Using transactions only works well if your migration is small and fast (less than 5-10 seconds). Even for a medium database using transactions either makes the migration slower (in some cases 10x slower) or causes the migration to fail.

Split long-running queries into smaller batches

PostgreSQL runs every query in a transaction. So not using BEGIN and COMMIT does not imply that you are not using transactions. Meaning that you need to split long running queries into smaller ones and avoid large transactions for the reasons we discussed above.

For example, you need to update 1 million rows. Don't do it with a single UPDATE query. Instead split the job into 10 batches each containing 100k rows. And execute the same UPDATE query separately on each batch. Now you have 10 queries instead of 1, but you can be sure that migration will succeed.

Update rows in some consistent order

When possible update rows in some consistent order. This helps avoiding deadlocks when 2 conurrent transactions try to update the same rows but in a different order.

For example, deadlock happens when transaction 1 locks row #1 and transaction 2 locks row #2. Now transaction 1 waits for a lock on row #2 and transaction 2 waits for a lock on row #1. They lock each other and PostgreSQL has to kill one of them.

# transaction 1
UPDATE test WHERE id IN (1, 2)

# transaction 2
UPDATE test WHERE id IN (2, 1)

The same rule applies when you are using INSERT ON CONFLICT DO UPDATE. In this case you may need to sort rows before inserting them.

Don't add column with NOT NULL

ADD column NOT NULL query fails on tables that already have some data, because existing rows does not have the column which means NULL.

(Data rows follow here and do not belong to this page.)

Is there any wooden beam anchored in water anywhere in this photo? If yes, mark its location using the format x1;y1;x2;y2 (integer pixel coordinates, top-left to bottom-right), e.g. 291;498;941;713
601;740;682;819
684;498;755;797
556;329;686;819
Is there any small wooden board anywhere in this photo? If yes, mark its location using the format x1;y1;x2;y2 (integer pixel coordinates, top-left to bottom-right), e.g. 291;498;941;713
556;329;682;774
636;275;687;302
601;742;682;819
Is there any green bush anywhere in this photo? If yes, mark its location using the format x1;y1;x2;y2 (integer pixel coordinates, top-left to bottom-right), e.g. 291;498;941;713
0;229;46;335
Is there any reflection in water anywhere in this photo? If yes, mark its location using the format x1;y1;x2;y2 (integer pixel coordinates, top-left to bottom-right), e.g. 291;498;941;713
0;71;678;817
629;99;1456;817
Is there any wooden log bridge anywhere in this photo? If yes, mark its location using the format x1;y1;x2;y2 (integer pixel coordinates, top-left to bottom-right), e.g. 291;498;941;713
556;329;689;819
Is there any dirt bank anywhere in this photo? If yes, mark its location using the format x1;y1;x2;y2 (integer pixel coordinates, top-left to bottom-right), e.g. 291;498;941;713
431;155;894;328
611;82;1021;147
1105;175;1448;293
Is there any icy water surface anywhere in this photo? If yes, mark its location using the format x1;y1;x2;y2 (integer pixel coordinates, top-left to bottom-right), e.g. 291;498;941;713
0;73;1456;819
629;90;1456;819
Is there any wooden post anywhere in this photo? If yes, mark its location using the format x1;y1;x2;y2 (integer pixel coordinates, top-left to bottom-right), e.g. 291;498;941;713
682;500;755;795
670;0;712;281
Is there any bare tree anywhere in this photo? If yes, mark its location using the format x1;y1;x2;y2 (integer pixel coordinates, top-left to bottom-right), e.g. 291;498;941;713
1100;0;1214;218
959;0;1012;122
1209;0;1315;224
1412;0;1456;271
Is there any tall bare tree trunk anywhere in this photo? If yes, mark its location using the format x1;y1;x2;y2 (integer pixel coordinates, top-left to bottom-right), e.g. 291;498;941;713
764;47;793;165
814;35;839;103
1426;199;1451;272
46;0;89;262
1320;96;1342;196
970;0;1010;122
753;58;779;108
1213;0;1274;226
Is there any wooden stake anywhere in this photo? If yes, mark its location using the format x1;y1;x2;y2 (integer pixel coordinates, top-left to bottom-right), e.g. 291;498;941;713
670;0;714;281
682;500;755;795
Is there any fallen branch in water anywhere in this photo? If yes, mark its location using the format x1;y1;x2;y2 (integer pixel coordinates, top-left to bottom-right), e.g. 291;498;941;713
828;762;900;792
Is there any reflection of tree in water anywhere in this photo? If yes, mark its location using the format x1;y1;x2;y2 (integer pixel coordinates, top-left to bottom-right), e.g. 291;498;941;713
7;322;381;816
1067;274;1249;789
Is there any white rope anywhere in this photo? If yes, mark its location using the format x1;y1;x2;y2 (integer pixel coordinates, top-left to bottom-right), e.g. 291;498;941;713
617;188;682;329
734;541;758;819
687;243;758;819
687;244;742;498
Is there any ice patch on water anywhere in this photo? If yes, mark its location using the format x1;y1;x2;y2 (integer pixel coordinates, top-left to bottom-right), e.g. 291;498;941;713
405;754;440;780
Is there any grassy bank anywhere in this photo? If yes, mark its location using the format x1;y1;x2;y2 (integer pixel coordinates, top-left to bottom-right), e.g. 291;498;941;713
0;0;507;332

> ALTER TABLE test ADD COLUMN foo text NOT NULL;

ERROR:  column "foo" of relation "test" contains null values

Your alternatives are:

  • Drop NOT NULL and add some validation against NULL elsewhere.
  • Add default value foo text DEFAULT '' that is returned instead of NULL.
  • Split the query into multiple migrations:
-- migration 1
ALTER TABLE test ADD COLUMN foo text;

-- migration 2
UPDATE test SET foo = '';

-- migration 3
ALTER TABLE test ALTER COLUMN foo SET NOT NULL;

To avoid this problem altogether I recommend to always set NOT NULL constraint with a separate query.